James can trace his roots back to Bannochburn where his ancestors farmed the land prior to emigrating to Canada. When arriving in Canada his fore-bearers were granted 500 acres of land in the Kinnears Mills area and each of the three sons received 100 acres. An interesting anecdote to the parcels of land was that each lot was named after farms in Bannochburn -- Burnside farm for example is where James lives today and is named after a farm in Bannochburn -- both the Burnside Farm and the Kinnears Mills farm have streams running down through the property. Another farm in Kinnears Mills belongs to his brother and is named Blinkbonnie.
James is a carpenter by trade and also sits on City Council, he has remained in Kinnears Mills all his life and his family has continued to promote the Canadian-Scottish culture within the region of Kinnears Mills, Inverness and Thetford Mines. James is President of the Heritage Kinnears Mills and through this effort has helped to maintain celtic roots information in the area along with helping to restore and maintain the four churches in the town -- Presbyterian now United Church, the Methodist, Catholic and Anglican Church and is a member of the Megantic English-Speaking Community Development Corporation. James also dabbles in different farming activity including producing maple syrup the 'old way' by gathering the buckets with horses.
James connection to the Scottish Culture has been evident throughout his life, his uncle Richard Allan designed the Eastern Townships tartan. James learned to play piano and bass fiddle at a young age and has played with many celtic bands over the years, as well as calling square dancing. He organizes the annual Kinnears Mills Celtic festival which has blossomed over the last 8 years and with his dedicated had work continues to receives grants to help continue to grow the festival. James organizes the annual Robbie Burns evening and this event enjoys a continued growth in attendance.
Ian Aitken has been a solid supporter of the Scottish Community in Montreal for decades.
Serving on Council of the St. Andrew’s Society and then as its President, Ian quietly yet in a businesslike manner introduced new methods to running the Society while at the same time passionately promoting everything the Society did.
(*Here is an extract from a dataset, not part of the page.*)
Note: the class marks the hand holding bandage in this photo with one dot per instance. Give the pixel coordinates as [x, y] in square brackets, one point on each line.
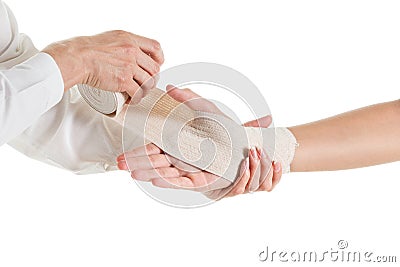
[149, 163]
He was instrumental in reviving the Montreal Highland Games in 2014 and remains a generous supporter both personally and through his company – Pembroke Management, where he is the President and Chief Executive Officer. He is an organizer of the Alex Hutchison Award for piping, an Honorary Member of the Black Watch Pipes and Drums, a member of the committee establishing the McGill Chair in Canadian-Scottish Studies and a Patron of the National Trust for Scotland.
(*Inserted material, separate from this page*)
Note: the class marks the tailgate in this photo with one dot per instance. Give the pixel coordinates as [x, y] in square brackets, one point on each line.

He also has the unique designation of “Keeper of the Quaichs” for the Society. Ian was recognized for his contribution in 2012 when he received the Queen Elizabeth II Diamond Jubilee Medal. In addition to his commitment to the Scottish community,
Ian is devoted to building a more entrepreneurial country and is the Founder and Chairman of Enactus Canada and a Director of the John Dobson Foundation.
Ian spent many summers in the Highlands of Scotland as a child and has been one of Montreal’s links to the old country. He has danced at the Royal Caledonian Ball, been invited to the Palace of Holyroodhouse and facilitated the invitation of many of the Guests of Honour to the St. Andrew’s Ball.
Ian is dedicated to his family. He was married in a kilt and his three children have each been the Page or Flower Girl at the Ball.
Ian’s passionate commitment to promoting the Scottish community and preserving its legacy over many years, in many ways,makes him a model “Scotsman of the Year”.